Du sang humain révèle une forme d’ADN bien plus étrange que prévu

Des chercheurs ont repéré dans le plasma humain des structures génétiques à quatre brins. Une piste intrigante, mais encore loin d’un usage médical.

Prise sang prelevement
Image d'illustration. Prise sang prelevement — ADN

En bref

  • Des structures G4 ont été détectées dans le plasma humain.
  • La méthode évite de déplier les molécules pendant l’analyse.
  • Aucune application clinique n’est prête à ce stade.

Le plasma sanguin raconte déjà beaucoup sur notre état de santé. On y trouve de petits morceaux de matériel génétique relâchés quand des cellules meurent. Jusqu’ici, les chercheurs lisaient surtout leur séquence, leur taille ou leur origine dans le génome. Cette fois, l’intérêt se déplace ailleurs, vers leur forme.

Le plasma ne transporte pas que des fragments

L’étude s’intéresse à des structures appelées G-quadruplexes, ou G4. Ce sont des assemblages à quatre brins, très éloignés de l’image classique de la double hélice. Ils se forment quand plusieurs guanines, l’une des lettres du code génétique, s’organisent en petits carrés qui s’empilent.

Ces formes avaient déjà été observées dans des cellules. La nouveauté, ici, c’est leur détection directe dans le sang humain, plus précisément dans des acides nucléiques capturés dans le plasma.

Comment les chercheurs ont piégé ces structures

Le point de départ, ce sont des fragments très courts d’ADN libre circulant, d’environ 50 lettres génétiques. Leur petite taille les rend difficiles à récupérer avec les méthodes classiques. Certains semblaient assez riches en guanine pour pouvoir former des G4, et les analyses informatiques allaient dans ce sens.

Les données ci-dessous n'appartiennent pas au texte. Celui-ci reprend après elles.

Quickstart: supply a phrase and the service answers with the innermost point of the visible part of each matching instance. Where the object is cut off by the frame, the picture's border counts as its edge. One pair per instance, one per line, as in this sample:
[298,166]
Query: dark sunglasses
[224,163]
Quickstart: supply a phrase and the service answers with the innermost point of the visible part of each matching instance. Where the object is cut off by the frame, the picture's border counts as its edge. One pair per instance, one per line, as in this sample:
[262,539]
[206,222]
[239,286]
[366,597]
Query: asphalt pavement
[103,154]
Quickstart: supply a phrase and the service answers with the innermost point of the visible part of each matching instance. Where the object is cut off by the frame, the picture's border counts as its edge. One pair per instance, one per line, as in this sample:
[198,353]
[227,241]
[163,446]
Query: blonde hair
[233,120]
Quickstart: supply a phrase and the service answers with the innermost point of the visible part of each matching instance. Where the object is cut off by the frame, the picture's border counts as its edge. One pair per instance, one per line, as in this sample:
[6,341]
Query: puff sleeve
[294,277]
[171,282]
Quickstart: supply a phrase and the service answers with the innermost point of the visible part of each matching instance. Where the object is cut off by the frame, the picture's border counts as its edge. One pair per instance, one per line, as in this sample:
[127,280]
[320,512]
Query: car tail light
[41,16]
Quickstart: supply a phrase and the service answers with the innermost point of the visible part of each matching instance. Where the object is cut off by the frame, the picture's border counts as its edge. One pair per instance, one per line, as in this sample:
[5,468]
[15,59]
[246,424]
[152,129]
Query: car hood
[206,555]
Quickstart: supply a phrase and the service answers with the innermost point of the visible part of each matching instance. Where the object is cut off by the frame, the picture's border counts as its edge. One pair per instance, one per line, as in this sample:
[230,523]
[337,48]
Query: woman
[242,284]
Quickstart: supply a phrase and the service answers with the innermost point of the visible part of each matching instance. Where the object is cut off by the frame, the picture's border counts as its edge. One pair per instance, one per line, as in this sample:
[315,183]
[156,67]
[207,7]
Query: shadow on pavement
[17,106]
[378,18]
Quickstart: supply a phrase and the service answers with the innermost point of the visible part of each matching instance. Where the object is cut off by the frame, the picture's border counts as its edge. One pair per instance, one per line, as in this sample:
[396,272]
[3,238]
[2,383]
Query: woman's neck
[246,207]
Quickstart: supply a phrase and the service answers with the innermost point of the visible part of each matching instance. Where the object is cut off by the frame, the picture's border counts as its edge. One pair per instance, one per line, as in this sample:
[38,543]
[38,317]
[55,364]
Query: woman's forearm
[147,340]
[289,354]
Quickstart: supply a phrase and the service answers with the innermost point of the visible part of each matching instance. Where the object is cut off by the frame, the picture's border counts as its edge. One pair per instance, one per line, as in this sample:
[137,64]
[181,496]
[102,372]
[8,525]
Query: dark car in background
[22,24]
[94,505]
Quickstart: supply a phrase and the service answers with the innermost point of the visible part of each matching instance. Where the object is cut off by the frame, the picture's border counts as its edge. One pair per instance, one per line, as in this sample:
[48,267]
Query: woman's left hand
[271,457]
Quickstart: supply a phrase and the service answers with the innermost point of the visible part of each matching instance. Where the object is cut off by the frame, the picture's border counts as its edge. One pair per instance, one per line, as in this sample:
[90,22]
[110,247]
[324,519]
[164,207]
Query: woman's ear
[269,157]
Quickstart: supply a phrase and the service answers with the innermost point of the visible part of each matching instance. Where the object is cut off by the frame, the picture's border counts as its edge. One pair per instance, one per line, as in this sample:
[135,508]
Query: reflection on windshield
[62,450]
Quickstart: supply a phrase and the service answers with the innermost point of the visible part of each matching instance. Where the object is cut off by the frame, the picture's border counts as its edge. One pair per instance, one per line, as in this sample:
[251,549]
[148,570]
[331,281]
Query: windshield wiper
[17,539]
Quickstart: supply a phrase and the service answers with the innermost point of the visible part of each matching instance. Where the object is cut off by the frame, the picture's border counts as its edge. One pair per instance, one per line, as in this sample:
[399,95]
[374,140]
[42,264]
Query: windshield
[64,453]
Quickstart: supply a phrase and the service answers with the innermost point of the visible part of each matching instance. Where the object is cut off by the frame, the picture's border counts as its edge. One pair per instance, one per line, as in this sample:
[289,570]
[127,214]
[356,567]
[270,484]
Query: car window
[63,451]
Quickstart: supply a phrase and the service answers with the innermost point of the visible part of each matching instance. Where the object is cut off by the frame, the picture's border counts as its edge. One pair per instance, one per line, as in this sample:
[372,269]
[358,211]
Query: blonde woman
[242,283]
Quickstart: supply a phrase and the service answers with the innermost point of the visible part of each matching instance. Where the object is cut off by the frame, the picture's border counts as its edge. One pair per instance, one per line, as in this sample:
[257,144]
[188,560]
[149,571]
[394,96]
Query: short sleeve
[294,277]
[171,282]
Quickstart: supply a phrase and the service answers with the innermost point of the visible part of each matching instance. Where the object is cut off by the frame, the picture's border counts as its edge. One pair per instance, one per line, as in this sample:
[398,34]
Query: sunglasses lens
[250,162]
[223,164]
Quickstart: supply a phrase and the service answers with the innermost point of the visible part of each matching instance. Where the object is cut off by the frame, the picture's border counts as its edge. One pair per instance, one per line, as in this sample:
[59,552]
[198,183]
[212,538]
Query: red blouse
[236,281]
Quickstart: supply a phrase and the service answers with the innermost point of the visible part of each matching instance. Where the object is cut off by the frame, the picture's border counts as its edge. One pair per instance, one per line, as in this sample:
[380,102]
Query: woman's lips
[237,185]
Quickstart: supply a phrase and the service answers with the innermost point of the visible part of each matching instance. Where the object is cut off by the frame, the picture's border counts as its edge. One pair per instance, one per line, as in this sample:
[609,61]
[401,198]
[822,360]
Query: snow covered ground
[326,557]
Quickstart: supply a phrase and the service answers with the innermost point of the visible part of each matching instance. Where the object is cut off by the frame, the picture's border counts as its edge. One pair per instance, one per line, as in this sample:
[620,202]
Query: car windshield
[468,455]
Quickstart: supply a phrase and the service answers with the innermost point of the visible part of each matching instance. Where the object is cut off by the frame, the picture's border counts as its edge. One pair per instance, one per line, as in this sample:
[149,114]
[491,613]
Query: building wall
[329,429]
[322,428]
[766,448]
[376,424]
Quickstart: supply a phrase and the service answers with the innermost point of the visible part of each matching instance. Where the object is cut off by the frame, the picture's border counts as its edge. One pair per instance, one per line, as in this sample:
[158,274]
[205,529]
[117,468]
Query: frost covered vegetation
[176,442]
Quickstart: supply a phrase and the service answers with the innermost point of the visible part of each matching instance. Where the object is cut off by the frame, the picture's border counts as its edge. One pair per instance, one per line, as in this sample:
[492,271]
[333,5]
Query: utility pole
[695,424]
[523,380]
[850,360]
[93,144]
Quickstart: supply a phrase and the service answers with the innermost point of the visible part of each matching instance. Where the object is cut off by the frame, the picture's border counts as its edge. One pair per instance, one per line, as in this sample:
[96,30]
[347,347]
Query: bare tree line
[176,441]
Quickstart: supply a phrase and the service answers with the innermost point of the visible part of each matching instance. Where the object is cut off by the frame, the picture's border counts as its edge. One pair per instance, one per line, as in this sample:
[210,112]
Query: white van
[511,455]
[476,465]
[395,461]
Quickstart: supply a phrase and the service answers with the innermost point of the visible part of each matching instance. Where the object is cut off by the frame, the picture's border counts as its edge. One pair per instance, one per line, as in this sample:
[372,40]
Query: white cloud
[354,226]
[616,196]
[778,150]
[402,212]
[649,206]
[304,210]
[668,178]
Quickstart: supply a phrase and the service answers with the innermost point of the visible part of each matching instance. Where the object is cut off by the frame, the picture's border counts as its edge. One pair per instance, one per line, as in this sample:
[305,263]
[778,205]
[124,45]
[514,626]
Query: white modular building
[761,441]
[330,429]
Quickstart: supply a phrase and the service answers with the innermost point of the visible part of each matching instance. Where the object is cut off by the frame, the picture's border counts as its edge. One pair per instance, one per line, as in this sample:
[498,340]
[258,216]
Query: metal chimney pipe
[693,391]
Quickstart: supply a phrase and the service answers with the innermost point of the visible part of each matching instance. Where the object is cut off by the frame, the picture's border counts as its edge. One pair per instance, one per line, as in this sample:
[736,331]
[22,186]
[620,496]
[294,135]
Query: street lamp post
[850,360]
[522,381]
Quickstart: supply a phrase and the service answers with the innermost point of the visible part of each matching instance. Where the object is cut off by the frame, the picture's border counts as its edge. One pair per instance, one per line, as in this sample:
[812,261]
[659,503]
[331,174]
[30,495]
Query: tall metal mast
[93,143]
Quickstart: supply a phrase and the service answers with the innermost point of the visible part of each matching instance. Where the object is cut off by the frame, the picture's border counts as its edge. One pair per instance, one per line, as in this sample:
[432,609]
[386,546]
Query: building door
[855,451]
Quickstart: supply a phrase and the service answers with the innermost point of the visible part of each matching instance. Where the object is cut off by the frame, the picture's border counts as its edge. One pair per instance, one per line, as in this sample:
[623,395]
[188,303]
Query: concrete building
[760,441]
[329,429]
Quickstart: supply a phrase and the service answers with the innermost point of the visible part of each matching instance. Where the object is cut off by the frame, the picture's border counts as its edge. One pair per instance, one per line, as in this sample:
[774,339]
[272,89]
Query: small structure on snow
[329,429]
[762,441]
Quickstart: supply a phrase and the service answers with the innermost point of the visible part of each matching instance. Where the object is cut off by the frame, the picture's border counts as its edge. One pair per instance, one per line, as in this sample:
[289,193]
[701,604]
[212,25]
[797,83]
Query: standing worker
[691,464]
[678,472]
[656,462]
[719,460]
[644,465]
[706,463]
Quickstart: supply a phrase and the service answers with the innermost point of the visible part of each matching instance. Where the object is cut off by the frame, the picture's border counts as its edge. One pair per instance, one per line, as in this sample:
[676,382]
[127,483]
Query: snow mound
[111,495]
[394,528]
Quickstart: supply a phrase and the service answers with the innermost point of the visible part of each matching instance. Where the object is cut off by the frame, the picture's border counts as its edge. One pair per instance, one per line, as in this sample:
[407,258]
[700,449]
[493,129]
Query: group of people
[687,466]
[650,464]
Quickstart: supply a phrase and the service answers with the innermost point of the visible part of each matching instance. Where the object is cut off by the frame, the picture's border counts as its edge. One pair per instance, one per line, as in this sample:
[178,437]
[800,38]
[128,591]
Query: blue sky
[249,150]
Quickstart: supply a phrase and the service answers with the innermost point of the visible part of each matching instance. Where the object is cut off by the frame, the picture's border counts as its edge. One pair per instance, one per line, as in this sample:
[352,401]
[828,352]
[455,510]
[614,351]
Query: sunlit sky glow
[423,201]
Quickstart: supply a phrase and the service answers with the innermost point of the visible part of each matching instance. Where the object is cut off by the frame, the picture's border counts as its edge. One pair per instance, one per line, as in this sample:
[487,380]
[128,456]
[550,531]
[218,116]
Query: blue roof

Mais entre une molécule capable de se replier et une molécule réellement repliée dans le sang, il y a un monde. Les protocoles habituels d’extraction pouvaient casser ces structures fragiles, ou au contraire permettre leur reformation au laboratoire.

L’équipe a donc choisi une approche plus douce, en capturant directement le matériel génétique depuis le plasma, sans chauffage ni étapes susceptibles de modifier sa forme. Puis elle a utilisé deux détecteurs indépendants, un anticorps conçu pour reconnaître les G4 et une petite molécule qui s’illumine quand elle s’y fixe. Les deux ont donné un signal. Un fragment témoin incapable de former cette structure, lui, n’en a produit aucun.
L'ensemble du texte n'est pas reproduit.